A 60-day comment period will follow the Department of Education’s June 23 Notice of Proposed Rulemaking, which came on the 50th anniversary of Title IX becoming federal law. The Biden administration summarized proposed changes in a fact sheet published last week.

Sokolow believes that as the Biden administration collects feedback on the proposed rules, certain aspects of the regulations will likely shift, meaning what has been proposed now is far from final.

Costly Reverse Title IX Cases

Critics of the 2011 Obama administration guidance suggest that overenforcement of campus sexual misconduct issues led to false accusations and unjust punishment. DeVos rescinded the Dear Colleague letter in 2017, but more than 700 lawsuits had already reportedly been filed by the accused.

“Before the Dear Colleague letter, there were virtually none of these lawsuits,” Johnson said.

Oftentimes universities settle with plaintiffs behind closed doors rather than proceed with expensive and messy court cases.

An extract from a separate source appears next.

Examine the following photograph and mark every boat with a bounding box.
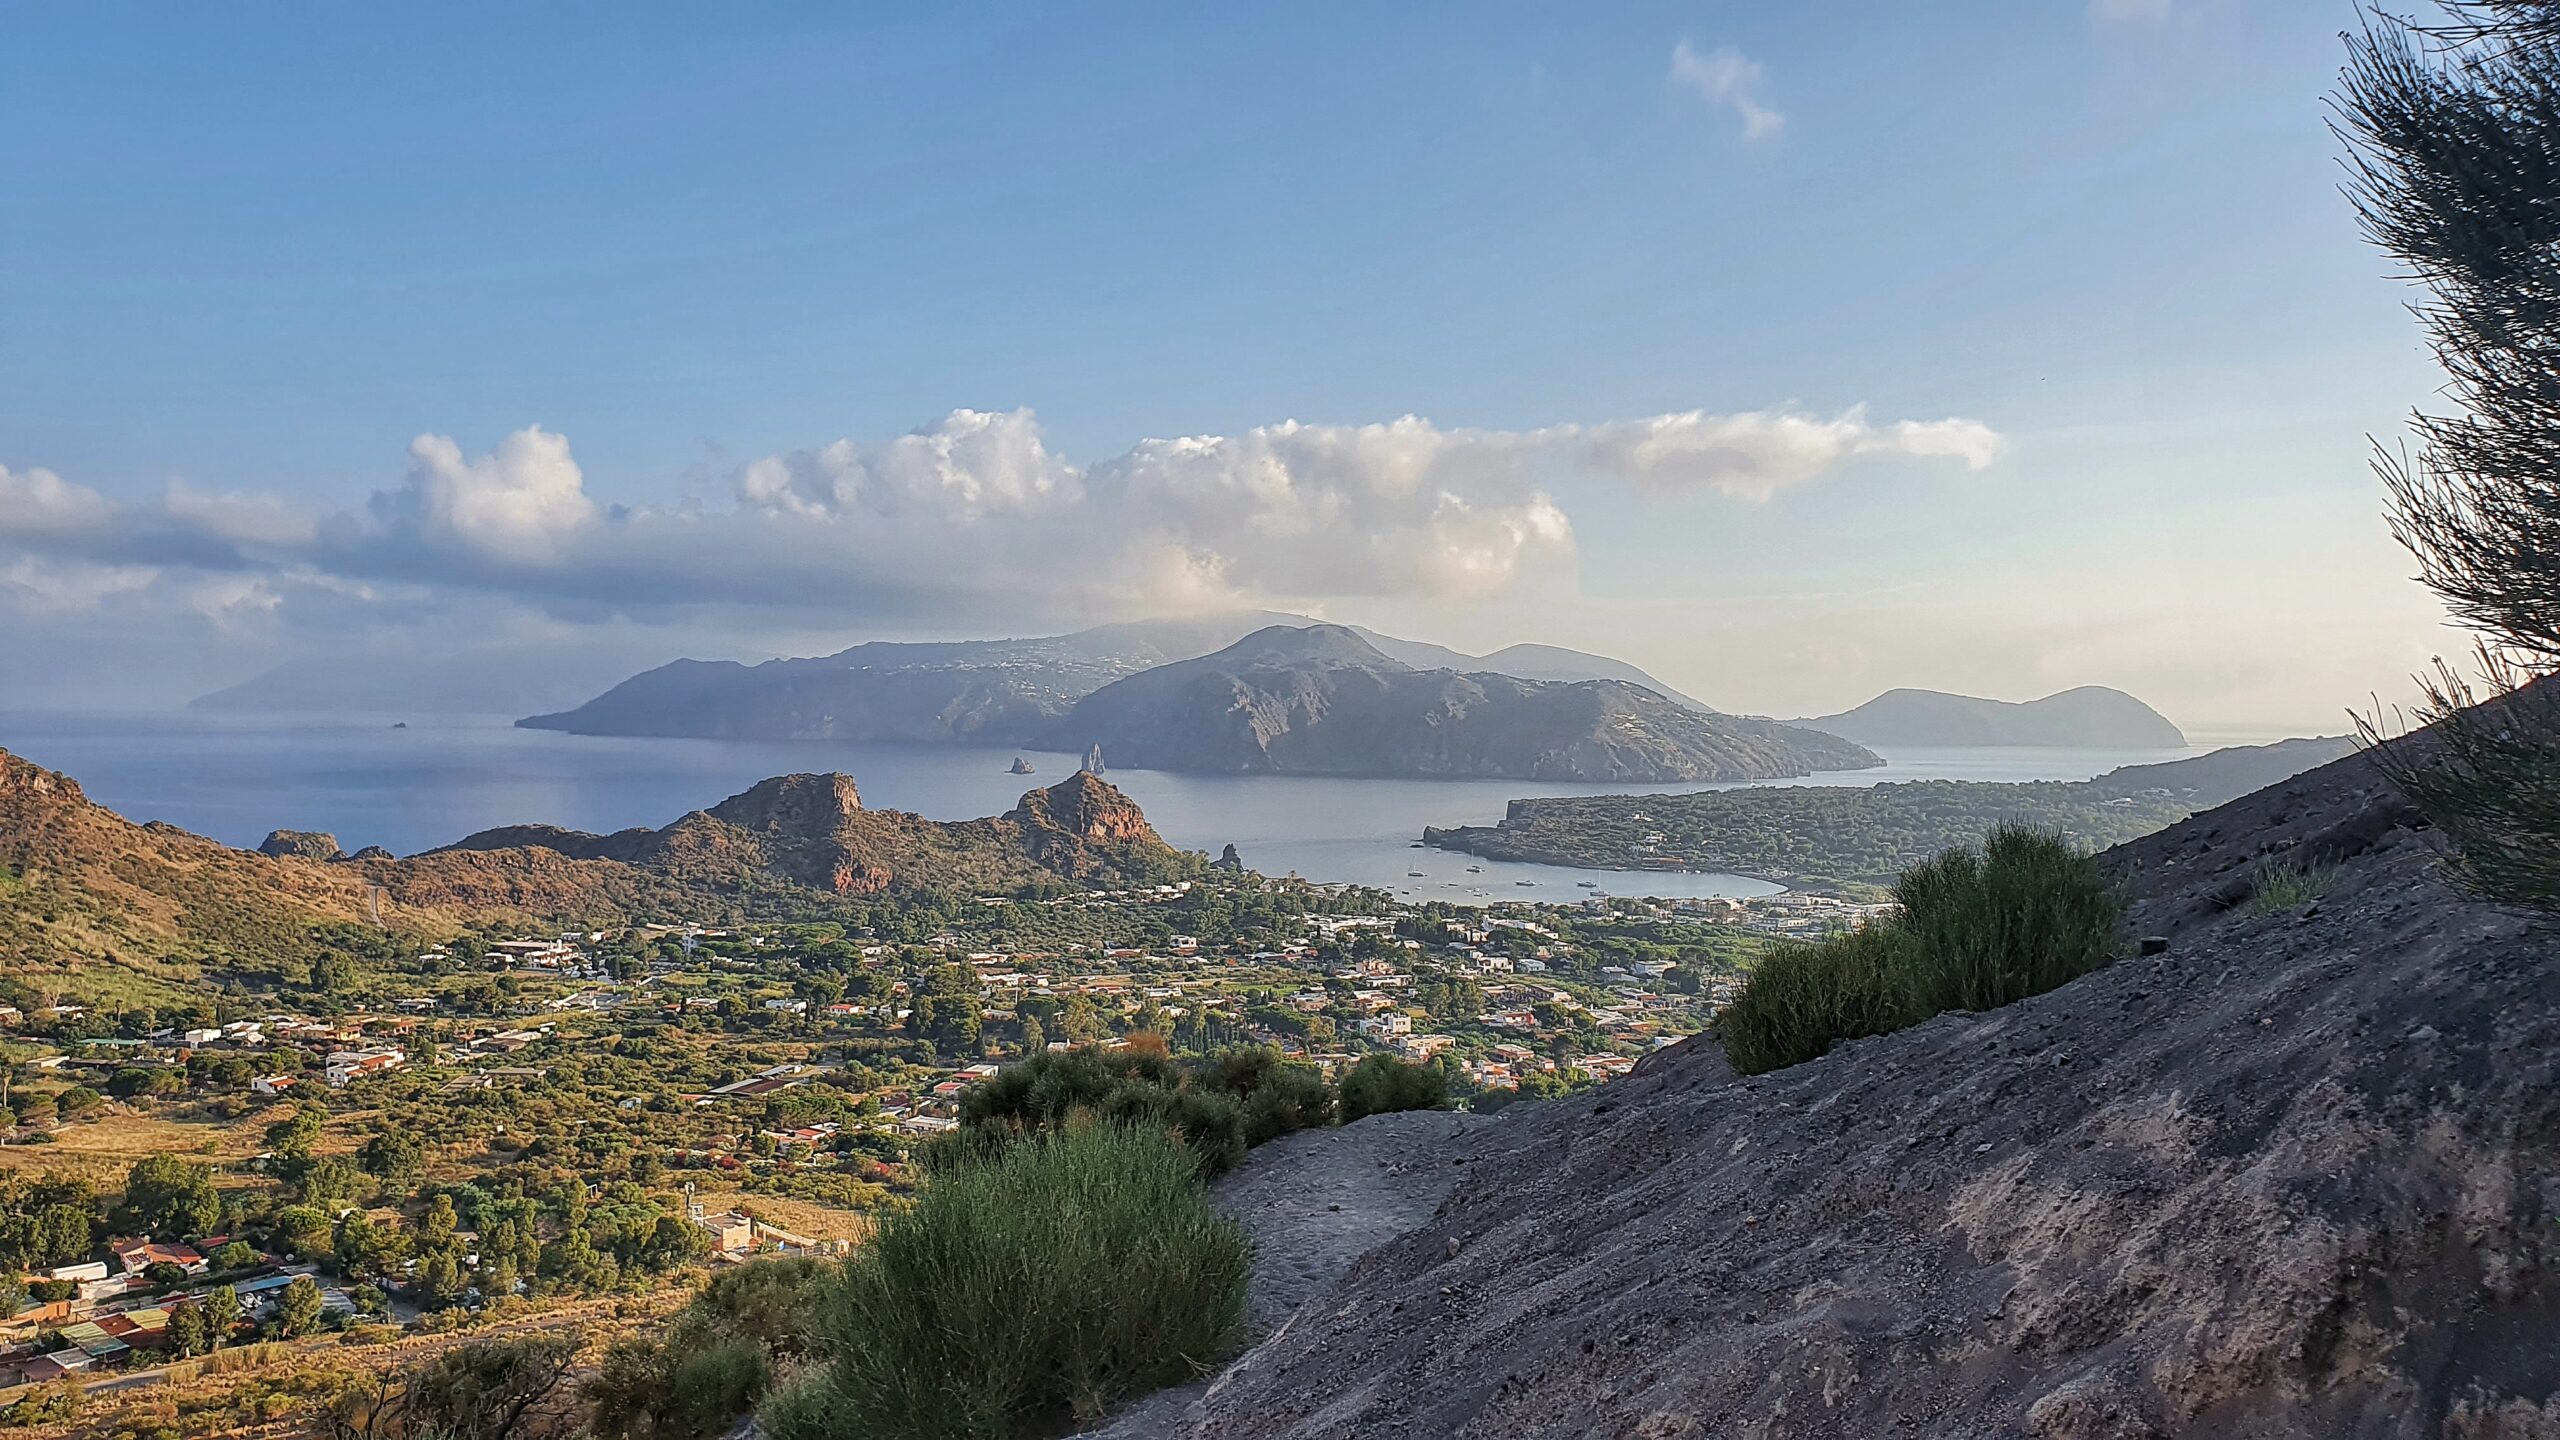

“With increasing frequency universities are settling before there’s a decision in the case because they basically can read the tea leaves,” Johnson said. “Or they’ll try to get the lawsuit dismissed; if they fail, then they’ll settle. The core demand for students in almost all of these lawsuits, with a handful of exceptions, is an expungement of the record—for them, to be able to say, ‘I was not found responsible for sexual misconduct.’ Because if you are responsible, your chances of transferring to another school are limited, or it will come up in jobs that require background checks and limit career options.”

Johnson believes there is little pressure internally or externally to provide due process for the accused, which is why he welcomed the DeVos regulations and is wary of Biden’s.

Brodsky, however, sees the DeVos regulations as pushing a one-size-fits-all disciplinary model on colleges and believes many of the lawsuits brought by the accused are questionable cases.

“I don’t think that they are succeeding because they are, in fact, meritorious. I think they are succeeding because courts are unusually sympathetic to them. I think that they are succeeding because they tap into a cultural narrative that the Me Too movement has gone too far and the real victims of sexual harassment are falsely accused men, which I obviously do not think is true. But I think that you can see that instinct at the heart of a lot of the opinions in these cases,” Brodsky said.

But will Biden’s proposed changes usher in a new era of reverse Title IX lawsuits, in which the accused claim to have been wronged in the investigatory process? Sokolow is skeptical.

“I think the regulations cleverly defer to the courts. It says we’re going to establish a floor, a baseline of procedural protections, and then based on your jurisdiction, on state laws, on federal court rulings, you’ll want to amp your level of procedural protections accordingly,” Sokolow said.

What’s more likely, Sokolow suggested, is that as certain rules around due process change under the proposed regulations, states will act on their own, enshrining protections into law.